Cada família com suas regras
O único consenso existente entre psicólogos e pais preocupados é que uma boa educação doméstica, aliada ao convívio harmonioso com os filhos, são os melhores remédios contra qualquer tipo de efeito multimídia da violência, seja do computador ou da televisão. Evidente, a regra tem exceções e não é incomum uma criança vir a apresentar mudanças de comportamento sob efeito dos jogos. Para muita gente, porém, a polêmica não passa de bobagem e, às vezes, pode servir apenas como desculpa pela ausência de pais que não dão a devida atenção aos filhos.
O auditor fiscal, Marcelo Nunes, fez questão de repassar os “conhecimentos” de jogos para o filhos Pedro, de 4 anos, e Caio, de 9. Pedro joga Counter-Strike e outros jogos tidos como violentos desde os 3 anos, apesar de preferir os de corrida. Por ser muito novo, o pai movimentava o personagem e avisava a hora certa para Pedro “dar o tiro”, clicando no mouse e fuzilando terroristas e policiais. O mesmo vale para Caio, que gosta de GTA, onde o personagem trafica drogas, rouba carros e mata policiais. “É uma bobagem, a criança não vai virar ladrão, ficar violenta ou sair batendo nos amigos por causa de um jogo. Qualquer pai que acompanha o crescimento e a educação dos filhos sabe reconhecer quando algo está errado. Tem muita coisa pior na rua,” opina Nunes. Ele ainda questiona a eficácia de proibir as crianças de jogar o que gostam e de brincar se, no colégio, os colegas vão comentar sobre o assunto de qualquer jeito. “É inútil, as crianças reconhecem o que é realidade e ficção no jogo,” completa.

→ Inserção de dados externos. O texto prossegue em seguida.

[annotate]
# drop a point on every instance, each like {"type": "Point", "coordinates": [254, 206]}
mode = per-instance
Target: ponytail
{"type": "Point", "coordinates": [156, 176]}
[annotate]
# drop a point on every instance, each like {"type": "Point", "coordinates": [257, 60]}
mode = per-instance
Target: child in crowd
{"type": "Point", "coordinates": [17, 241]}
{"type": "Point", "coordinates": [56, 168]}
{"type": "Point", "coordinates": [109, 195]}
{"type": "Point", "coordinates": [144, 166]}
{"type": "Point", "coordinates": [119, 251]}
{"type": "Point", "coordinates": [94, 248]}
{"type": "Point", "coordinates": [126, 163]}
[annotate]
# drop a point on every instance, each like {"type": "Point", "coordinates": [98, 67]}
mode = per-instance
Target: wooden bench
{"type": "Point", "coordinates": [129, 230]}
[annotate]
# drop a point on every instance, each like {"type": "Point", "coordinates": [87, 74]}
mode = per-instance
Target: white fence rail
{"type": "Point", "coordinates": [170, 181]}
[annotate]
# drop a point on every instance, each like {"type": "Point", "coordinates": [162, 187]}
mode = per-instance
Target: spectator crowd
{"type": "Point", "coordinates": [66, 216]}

A advogada Ana Silva* pensa diferente. Preocupada com os filhos, uma menina de 4 anos e um menino de 6, ela restringe o acesso a jogos violentos e até a programas de televisão. “Não os deixo ver telejornais, filmes adultos, novelas, seriados do tipo Malhação e proíbo alguns canais de desenhos da TV a cabo”, diz. Na opinião da advogada, eles são muitos novos e já têm acesso a um volume grande de informação. “As crianças não têm discernimento para várias coisas, incluindo informação visual”, explica. Um ponto polêmico levantado pela advogada é a questão do autocontrole. “Ao jogar, fico profundamente irritada quando morro durante o jogo. É frustrante esperar este autocontrole da criança, é esperar demais”, avalia.
No Núcleo de Pesquisas de Psicologia em Informática da PUC, os psicólogos não concordam que jogos violentos sejam completamente responsáveis por estimular a violência entre crianças, mas apenas se ela já tiver uma predisposição a ser violenta. E, neste caso, não apenas jogos podem influenciar, como também a televisão, o comportamento dos pais, entre outros fatores externos. Por outro lado, há o consenso de que, cada vez mais, jogos e televisão estão tornando a violência algo muito banal e cotidiana.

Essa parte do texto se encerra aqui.